HA plays many roles in wound healing in general, through different mechanisms. The extracellular matrix rich in HA tends to stimulate cell migration by increasing both cell motility and proliferation. It also acts as a signal molecule for cell migration and induces neo-angiogenesis due to the inflammatory environments resulting from its degradation [12,13,14,15,16,17].

HA plays an important role in nasal mucosal healing. When applied, it creates a gelatinous layer over the intranasal surfaces and reduces the risk of synechia, providing an adequate mucosal hydration and vascularization. Furthermore, Cassano et al. [18] reported that in patients undergoing EES, HA promoted both mucociliary clearance and mucosal regeneration as a consequence of a faster recovery of the impaired ciliated cells. The action of HA on the ciliary motility may be explained by the fact that the breaking of each molecule, initiated by free radicals and hyaluronidase during inflammation, into active fragments with a low molecular weight increases the frequency of the ciliary beat. This action is mediated by the increase in the concentration of calcium ions and the interactions between the HA fragments, HA-mediated motility receptors and receptors of origin are present on the cilia [19]. Thus, HA limits the incidence of rhinorrhea and nasal obstruction, and reduces the number of secretions on endoscopic evaluation due to improvements in the mucociliary clearance [20].
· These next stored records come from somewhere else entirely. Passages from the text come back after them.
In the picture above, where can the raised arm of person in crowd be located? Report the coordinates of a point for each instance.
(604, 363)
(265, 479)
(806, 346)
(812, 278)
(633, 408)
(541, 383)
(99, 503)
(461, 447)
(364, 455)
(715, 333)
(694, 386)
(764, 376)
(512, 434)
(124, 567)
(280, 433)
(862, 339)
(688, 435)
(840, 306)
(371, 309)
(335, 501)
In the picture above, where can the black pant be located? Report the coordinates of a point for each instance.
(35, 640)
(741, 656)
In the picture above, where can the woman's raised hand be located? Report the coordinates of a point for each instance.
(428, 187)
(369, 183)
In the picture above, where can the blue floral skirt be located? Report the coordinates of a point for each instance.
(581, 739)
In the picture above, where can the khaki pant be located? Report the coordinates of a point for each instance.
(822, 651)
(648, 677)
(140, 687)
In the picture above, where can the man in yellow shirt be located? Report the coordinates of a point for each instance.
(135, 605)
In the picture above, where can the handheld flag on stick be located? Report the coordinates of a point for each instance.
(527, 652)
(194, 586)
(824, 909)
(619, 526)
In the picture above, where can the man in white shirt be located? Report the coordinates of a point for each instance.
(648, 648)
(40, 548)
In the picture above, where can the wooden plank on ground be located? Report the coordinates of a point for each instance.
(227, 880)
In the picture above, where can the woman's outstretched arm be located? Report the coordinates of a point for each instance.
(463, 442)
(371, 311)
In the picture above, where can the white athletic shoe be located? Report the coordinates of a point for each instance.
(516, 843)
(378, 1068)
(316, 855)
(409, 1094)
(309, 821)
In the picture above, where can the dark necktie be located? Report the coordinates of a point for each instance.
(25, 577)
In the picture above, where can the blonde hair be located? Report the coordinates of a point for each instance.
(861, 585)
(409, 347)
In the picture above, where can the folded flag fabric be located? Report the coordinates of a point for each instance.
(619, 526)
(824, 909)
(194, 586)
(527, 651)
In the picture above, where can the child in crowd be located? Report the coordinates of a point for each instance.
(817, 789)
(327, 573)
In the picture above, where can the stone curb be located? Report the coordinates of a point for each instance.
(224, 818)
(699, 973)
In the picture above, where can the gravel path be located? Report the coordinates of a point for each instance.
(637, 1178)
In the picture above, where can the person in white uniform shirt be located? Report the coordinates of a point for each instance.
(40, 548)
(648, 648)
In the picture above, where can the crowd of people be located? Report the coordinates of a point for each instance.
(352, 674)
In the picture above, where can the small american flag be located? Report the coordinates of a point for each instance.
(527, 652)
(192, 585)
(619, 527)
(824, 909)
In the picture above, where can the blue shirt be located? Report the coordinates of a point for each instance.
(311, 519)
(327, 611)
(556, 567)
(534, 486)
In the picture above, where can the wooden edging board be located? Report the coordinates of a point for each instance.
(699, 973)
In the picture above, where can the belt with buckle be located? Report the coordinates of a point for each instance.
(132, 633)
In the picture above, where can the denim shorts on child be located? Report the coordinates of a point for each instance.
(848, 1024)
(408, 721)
Several Authors [4, 5] have reported the beneficial healing effect of the administration of nebulized HA on the nasal mucosa, in comparison with the use of saline solution alone, after EES [21]. Based on our clinical experience, nasal douche requires a high level of patient compliance due to the time required for the preparation of the therapy and the need for an electric nebulization device. For this reason, we have evaluated the efficacy of the administration of nebulized HA through a nasal spray, comparing it with that achieved by using a nasal douche. These nasal sprays are pocket-sized, ready-to-use and, therefore, are generally tolerated better by the patient.

Our results have confirmed the efficacy of the HA administration through a nasal douche, especially in terms of the speed of healing at time T1. As reported in our results, we have revealed a rapid improvement in the symptoms detected during the clinical examination in the group A, compared to the group B where the administration was performed through a nasal spray, with a percentage of improvement of about 6.5% at T1 and 4.5% at T2.
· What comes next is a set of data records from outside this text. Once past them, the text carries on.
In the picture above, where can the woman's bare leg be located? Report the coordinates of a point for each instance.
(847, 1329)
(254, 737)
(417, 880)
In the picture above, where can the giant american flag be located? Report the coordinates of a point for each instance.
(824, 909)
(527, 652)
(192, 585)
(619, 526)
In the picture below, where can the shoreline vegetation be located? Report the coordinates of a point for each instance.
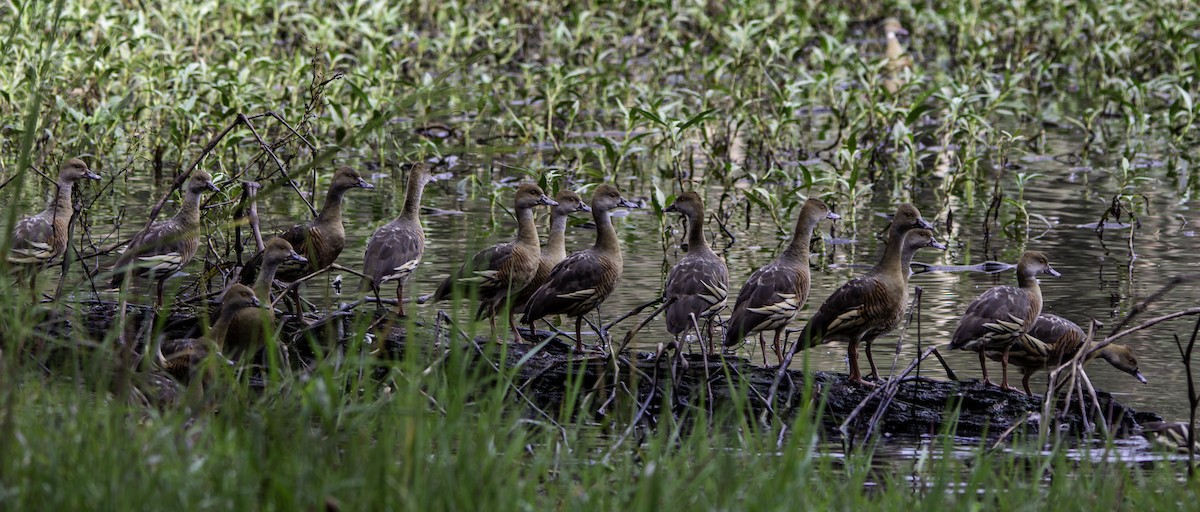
(766, 101)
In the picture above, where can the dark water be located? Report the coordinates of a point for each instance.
(1099, 279)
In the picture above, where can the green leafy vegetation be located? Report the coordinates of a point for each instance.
(771, 102)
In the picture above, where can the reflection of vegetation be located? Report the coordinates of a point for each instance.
(685, 94)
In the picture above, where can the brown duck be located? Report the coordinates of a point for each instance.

Nevertheless, at times T2 and T3 the difference between the two groups (A and B) is greatly reduced (Figs. 1, 2). The most relevant data regards the nasal dryness sign: The data show a statistically significant improvement of the sign (p = 0.049) in the groups A and B at times T1 and T2 with an unexpected percentage of worsening of the sign at time T3 particularly evident in group A compared to B (4% vs 1%).

This evidence may be linked to a lower long-term tolerability in the administration of HA through the nasal douche compared to a more manageable long-term administration using a nasal spray.

In our case series, even though it is better tolerated, the administration through a spray has proved less effective in improving the post-operative symptomatology. Casale et al. [22,23,24] described a new nasal device for the administration of nebulized HA. The results of this prospective study suggest the administration of nebulized HA through this new device (Spray-sol) as a supportive treatment for a faster improvement of nasal respiration, also minimizing patient discomfort and promoting nasal mucosa healing in post-operative ESS for CRS.

The results of our study confirm the efficacy of nebulized HA in post-operative treatment. In order to reduce any complications and to obtain a faster nasal mucosa healing nebulized HA is recommended. We can observe from our study a better patient compliance when a pocket device is used.

Further studies are needed to identify the best means of HA administration, which would satisfy the requirements for an efficacy in terms of the results and, at the same time, patient compliance.